Así las cosas, el doctor SԀӫmek promueve su oposición al Secreto de Amantes centrándose en dos aspectos. Primero, que aquello no es más que una rémora del pasado cuyo coste a las arcas públicas es muy alto (bolsillo). Segundo, que no es más que burda y absurda hipocresía social (moral). Se estima que por cada pareja de amantes secretos se requieren cuatro funcionarios para el mantenimiento de las garantías de privacidad, además de la pensión de amantés a la que tienen derecho los implicados. En lo que concierne a la hipocresía social, mi querido amigo pone como ejemplo a nuestros vecinos de occidente, que han sabido superar las trampas biológicas y han asumido con total pragmatismo la inexistencia del amor y la pura función organizativa del matrimonio, que no es más que una creativa consecuencia de la invención de la agricultura y del efecto de los excedentes productivos en la evolución humana.

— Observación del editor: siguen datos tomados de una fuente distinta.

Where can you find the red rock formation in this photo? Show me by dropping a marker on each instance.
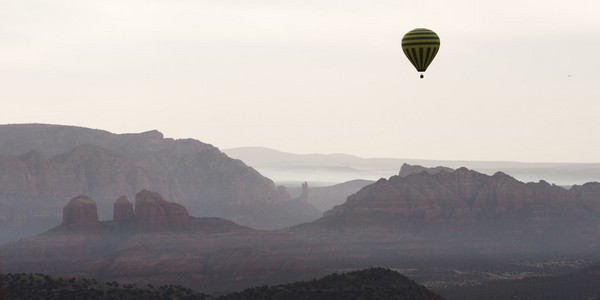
(153, 213)
(468, 197)
(123, 210)
(81, 214)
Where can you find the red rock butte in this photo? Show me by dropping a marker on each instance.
(153, 213)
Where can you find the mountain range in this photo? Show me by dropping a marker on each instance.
(41, 166)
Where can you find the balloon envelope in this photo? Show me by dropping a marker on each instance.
(420, 46)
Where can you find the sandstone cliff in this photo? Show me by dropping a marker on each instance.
(464, 207)
(62, 161)
(81, 214)
(123, 210)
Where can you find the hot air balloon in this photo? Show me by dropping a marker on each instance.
(420, 46)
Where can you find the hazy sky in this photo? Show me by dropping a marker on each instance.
(514, 80)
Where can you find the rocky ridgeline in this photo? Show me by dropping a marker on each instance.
(454, 197)
(152, 213)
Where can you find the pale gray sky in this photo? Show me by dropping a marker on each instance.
(514, 80)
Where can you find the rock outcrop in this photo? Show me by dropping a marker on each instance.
(407, 169)
(123, 210)
(153, 213)
(81, 214)
(62, 161)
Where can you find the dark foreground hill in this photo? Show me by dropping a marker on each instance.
(376, 283)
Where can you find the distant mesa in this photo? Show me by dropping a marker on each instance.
(123, 210)
(407, 169)
(81, 214)
(152, 213)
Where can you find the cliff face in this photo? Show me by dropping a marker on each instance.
(467, 200)
(62, 161)
(123, 210)
(164, 245)
(153, 213)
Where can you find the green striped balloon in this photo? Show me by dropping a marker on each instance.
(420, 46)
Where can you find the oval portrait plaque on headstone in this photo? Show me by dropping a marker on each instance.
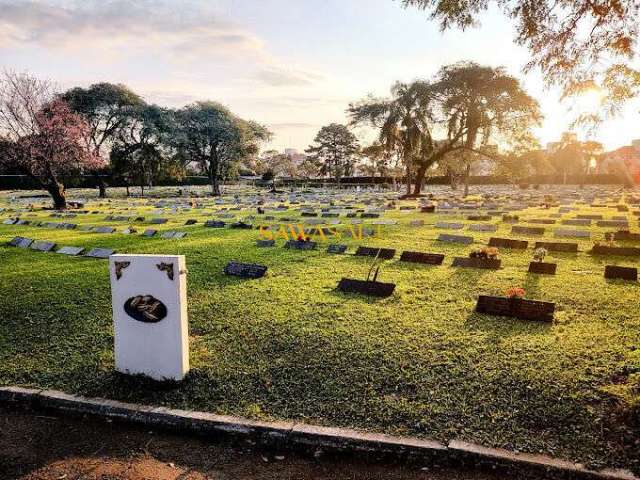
(145, 308)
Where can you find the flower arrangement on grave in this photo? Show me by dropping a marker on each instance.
(485, 253)
(608, 240)
(514, 293)
(539, 254)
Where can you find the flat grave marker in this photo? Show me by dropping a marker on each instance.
(566, 232)
(104, 229)
(214, 224)
(581, 222)
(516, 229)
(99, 253)
(42, 245)
(366, 287)
(445, 237)
(450, 225)
(610, 250)
(265, 243)
(149, 300)
(515, 307)
(20, 242)
(71, 251)
(508, 243)
(337, 248)
(543, 268)
(301, 245)
(245, 270)
(485, 263)
(420, 257)
(382, 253)
(483, 227)
(622, 273)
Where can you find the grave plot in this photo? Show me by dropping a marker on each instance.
(382, 253)
(265, 243)
(336, 248)
(71, 251)
(245, 270)
(42, 245)
(301, 245)
(518, 230)
(444, 237)
(252, 322)
(449, 225)
(420, 257)
(516, 307)
(613, 250)
(99, 253)
(508, 243)
(369, 286)
(20, 242)
(558, 246)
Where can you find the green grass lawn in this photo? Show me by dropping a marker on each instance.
(289, 346)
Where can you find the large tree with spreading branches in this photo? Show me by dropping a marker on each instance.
(579, 45)
(209, 134)
(108, 110)
(41, 136)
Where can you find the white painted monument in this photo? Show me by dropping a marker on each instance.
(149, 301)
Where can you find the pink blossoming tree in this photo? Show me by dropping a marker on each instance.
(41, 136)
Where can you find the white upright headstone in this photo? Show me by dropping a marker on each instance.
(149, 301)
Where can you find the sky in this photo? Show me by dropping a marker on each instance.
(292, 65)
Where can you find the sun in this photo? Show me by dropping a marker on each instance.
(588, 101)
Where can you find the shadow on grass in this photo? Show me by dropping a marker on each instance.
(498, 327)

Todos los juicios que afecten a leyes fundamentales de Höφp requieren de un jurado representativo. Es precisamente ésta la vía de escape que suelen tener las defensas de los abolicionistas para alargar el proceso indefinidamente. Entre los treinta y siete miembros del jurado deben estar representados todos los intereses de la sociedad, incluidos los amantes secretos, que para poder se elegidos como jurados deben pasar por un engorroso sistema de encubrimiento para garantizar sus derechos de anonimato. Los amantes rara vez se exponen tanto. En la memoria colectiva sigue presente el icónico caso de el Estado contra Eucledius-Füizt de 1677 en el que un fallo en los procedimientos, un mínimo despiste, dejó al descubierto una turbia cadena de amantes de conveniencia que llegó a salpicar a la familia Real.

Pero el caso que nos ocupa es aún un antejuicio de méritos. Mientras escribo estas últimas líneas no puedo evitar el escalofrío que recorre mi espinazo al recordar la primera pregunta del fiscal luego de que mi querido doctor SԀӫmek hubo terminado su argumentación:

—Ciudadano Aurdionus SԀӫmek, le recuerdo que está bajo juramento. ¿Entiende lo que implica?
—¡Lo entiendo plenamente!, respondió el doctor SԀӫmek en alta, clara, e inteligible voz.

Y entonces llegó la pregunta crucial, tan inesperada y rastrera como legal.

—Responda entonces: ¿Tiene usted o ha tenido un amante secreto?